Sunday, 15 October 2017

Baby Vikings

Heimdall and his nine mothers
by W. G. Collingwood 1908
My North American correspondent has alerted me to a news item in which some 'celebrity' or other refers to her infant daughter as a 'baby Viking' because she celebrated her first birthday by 'feasting on steak'. As it happens, I am not aware that the eating or not eating of steak is one of the aspects of how we define Vikings. Nevertheless, I thought it might be of interest to see what some Old Norse texts see as the defining features of baby Vikings.

Starting with the youngest, there is the legendary hero Helgi Hundingsbani, who is celebrated in two poems of the Poetic Edda. The first of these describes his birth, and quotes this conversation between two ravens who are rejoicing at it:
Stendr í brynju / burr Sigmundar, / dœgrs eins gamall, / nú er dagr kominn; /hvessir augu / sem hildingar, / sá er varga vinr, / vit skulum teitir. (Eddukvæði II, ed. Kristjánsson & Ólason, 2014, p. 248)
'He stands in his mail-coat, the son of Sigmundr, one day old, now the day has come! He sharpens his glance as leaders do; that one is a friend of wolves, we two will be cheerful.'
The ravens are of course, anticipating the carrion that the warrior will provide for them and the wolves during his martial career. He does indeed have a varied and interesting career and eventually grows up enough to fall in love with a valkyrie. But that is another story...

Next up is Magni, son of Thor. In one of his many giant-fighting episodes, Thor manages to fell Hrungnir, but in such a way that the giant's leg lay across his neck, pinning him down. Young Magni saves the day by being the only one strong enough to remove the giant's leg, after all the other Æsir have tried and failed. Magni was three years old at the time (and his name means 'strength'). He clearly felt he could have done more:
Sé þar ljótan harm, faðir, er ek kom svá síð. Ek hygg at jötun þenna mundak hafa lostit í Hel með hnefa ef ek hefða fundit hann. (Skáldskaparmál, ed. Faulkes, 1998, p. 22)
'It is a awful shame, father, that I came so late. I think I would have struck this giant into Hel with my fist if I had encountered him.'
His father is impressed and predicts a glowing future for his son, and gives him Hrungnir's horse Gullfaxi as a reward. This irks  Odin, who thinks he, as Thor's father, should have had this gift, rather than Magni the 'son of a giantess'. Presumably it was Magni's maternal giant heritage that made him strong enough for the deed. Magni's fate is to survive Ragnarök, but that is another story...

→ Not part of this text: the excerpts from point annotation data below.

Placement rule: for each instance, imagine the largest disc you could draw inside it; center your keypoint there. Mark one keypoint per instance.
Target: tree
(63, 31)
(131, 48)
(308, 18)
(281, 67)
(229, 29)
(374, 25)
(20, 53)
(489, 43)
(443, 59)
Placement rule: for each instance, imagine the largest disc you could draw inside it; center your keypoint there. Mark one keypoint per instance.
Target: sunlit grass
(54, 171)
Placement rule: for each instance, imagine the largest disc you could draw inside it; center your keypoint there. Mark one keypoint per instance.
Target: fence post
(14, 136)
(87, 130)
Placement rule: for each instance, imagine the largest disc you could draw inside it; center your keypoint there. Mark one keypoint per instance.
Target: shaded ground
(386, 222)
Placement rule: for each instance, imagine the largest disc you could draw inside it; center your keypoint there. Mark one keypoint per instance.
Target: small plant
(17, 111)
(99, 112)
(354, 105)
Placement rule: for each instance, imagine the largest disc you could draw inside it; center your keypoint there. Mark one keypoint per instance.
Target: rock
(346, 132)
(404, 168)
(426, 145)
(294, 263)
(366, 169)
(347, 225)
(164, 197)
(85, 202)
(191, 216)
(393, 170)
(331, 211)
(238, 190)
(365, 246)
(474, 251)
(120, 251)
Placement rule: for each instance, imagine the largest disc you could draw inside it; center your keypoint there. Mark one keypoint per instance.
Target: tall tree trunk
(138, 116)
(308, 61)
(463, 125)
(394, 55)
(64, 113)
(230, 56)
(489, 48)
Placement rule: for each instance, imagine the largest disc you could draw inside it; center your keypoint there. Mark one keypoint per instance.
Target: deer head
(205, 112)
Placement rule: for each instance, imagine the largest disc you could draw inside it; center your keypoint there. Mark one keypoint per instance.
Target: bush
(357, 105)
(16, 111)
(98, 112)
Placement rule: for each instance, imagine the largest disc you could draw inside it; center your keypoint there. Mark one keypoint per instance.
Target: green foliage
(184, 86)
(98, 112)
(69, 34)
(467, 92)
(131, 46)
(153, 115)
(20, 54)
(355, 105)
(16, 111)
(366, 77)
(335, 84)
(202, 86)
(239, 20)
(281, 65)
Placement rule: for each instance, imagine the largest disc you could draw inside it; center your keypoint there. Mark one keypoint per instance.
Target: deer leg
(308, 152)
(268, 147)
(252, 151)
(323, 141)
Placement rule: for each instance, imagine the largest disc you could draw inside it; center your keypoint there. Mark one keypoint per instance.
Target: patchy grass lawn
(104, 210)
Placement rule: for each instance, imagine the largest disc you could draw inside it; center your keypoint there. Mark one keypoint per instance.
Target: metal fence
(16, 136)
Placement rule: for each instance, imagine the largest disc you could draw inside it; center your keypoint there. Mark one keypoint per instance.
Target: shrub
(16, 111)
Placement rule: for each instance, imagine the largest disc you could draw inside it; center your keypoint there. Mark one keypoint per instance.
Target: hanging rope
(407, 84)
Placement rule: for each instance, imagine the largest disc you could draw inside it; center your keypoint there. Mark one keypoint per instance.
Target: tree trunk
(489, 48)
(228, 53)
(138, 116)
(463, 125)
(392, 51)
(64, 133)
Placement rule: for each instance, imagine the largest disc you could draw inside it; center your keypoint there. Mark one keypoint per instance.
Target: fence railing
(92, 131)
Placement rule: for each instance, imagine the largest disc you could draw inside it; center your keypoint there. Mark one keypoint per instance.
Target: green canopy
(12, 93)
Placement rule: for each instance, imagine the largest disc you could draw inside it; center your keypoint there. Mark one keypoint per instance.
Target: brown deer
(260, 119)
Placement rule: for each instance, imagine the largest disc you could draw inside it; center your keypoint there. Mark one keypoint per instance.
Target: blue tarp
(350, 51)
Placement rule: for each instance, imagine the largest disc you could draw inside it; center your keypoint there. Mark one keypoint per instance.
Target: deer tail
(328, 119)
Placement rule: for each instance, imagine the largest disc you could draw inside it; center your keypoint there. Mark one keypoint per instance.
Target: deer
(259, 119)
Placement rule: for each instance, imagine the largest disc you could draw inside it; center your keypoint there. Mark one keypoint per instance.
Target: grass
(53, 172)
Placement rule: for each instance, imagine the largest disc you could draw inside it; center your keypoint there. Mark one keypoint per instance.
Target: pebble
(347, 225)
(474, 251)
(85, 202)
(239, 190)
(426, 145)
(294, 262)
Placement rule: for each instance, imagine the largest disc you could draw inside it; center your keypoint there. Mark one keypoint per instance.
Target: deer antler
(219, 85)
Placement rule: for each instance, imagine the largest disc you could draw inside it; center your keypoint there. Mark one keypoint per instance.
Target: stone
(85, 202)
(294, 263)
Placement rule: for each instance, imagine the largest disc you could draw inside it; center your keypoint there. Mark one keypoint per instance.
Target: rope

Another precocious three-year-old is the hero of Egils saga. We meet him first in ch. 31, ugly, black-haired and clever with words, but a bit obstreperous in playing with other children. When the family sets out for a party at the grandparental home, Egil's father refuses to take him, saying that he can't be trusted to behave when there is drink being taken, indeed he is hard enough to deal with when he's sober. The toddler won't have this, grabbing a horse to follow the party. At the party, grandfather Yngvar welcomes Egil and gives him three sea-snail shells and a duck's egg as a reward for a verse he composed in a drinking game which involved competitive poetic composition:
Kominn emk enn til arna / Yngvars, þess's beð lyngva, / hann vask fúss at finna, / fránþvengjar gefr drengjum; / mun eigi þú, þægir, / þrevetran mér betra, / ljósundinna landa / linns, óðar smið finna. (Egils saga, ed. Nordal, 1933, pp. 82-3)
'Still I have come to the hearth of Yngvar, he who gives to warriors gold (the bed of the gleaming thong of the heather). I was anxious to find him. You will not, giver of the twisted, shining gold (land of the snake) find a better three-year-old craftsman of poetry than I am. [Thong of the heather is a snake, and the snake's bed, according to tradition, is gold]. (Egils saga, tr. Christine Fell, 1975, p. 182).
It's quite a sophisticated poem for a three-year-old. Egil doesn't however, kill his first man until he is in his seventh year, the victim being a boy of ten or eleven who had bested and humiliated him at a ball game. This killing led his mother to declare that Egil was a víkingsefni 'the makings of a Viking'. Indeed Egil goes on to fulfil his destiny, but that is another story...

Anyway, six is a bit beyond babyhood and nearing the age of reason. This little tour of baby Vikings does not suggest that steak played any part in their achieving that status, but then it is not recorded what they ate and only hinted at what they drank. From the legendary poetry of the Edda to Snorri's prose mythology and the historical fiction of the saga, we do find an admiration for exceptional individuals, expressed in their baby Vikinghood. But I do not expect any time soon to read articles claiming that the Vikings started training their warriors at one day old. At least I hope not.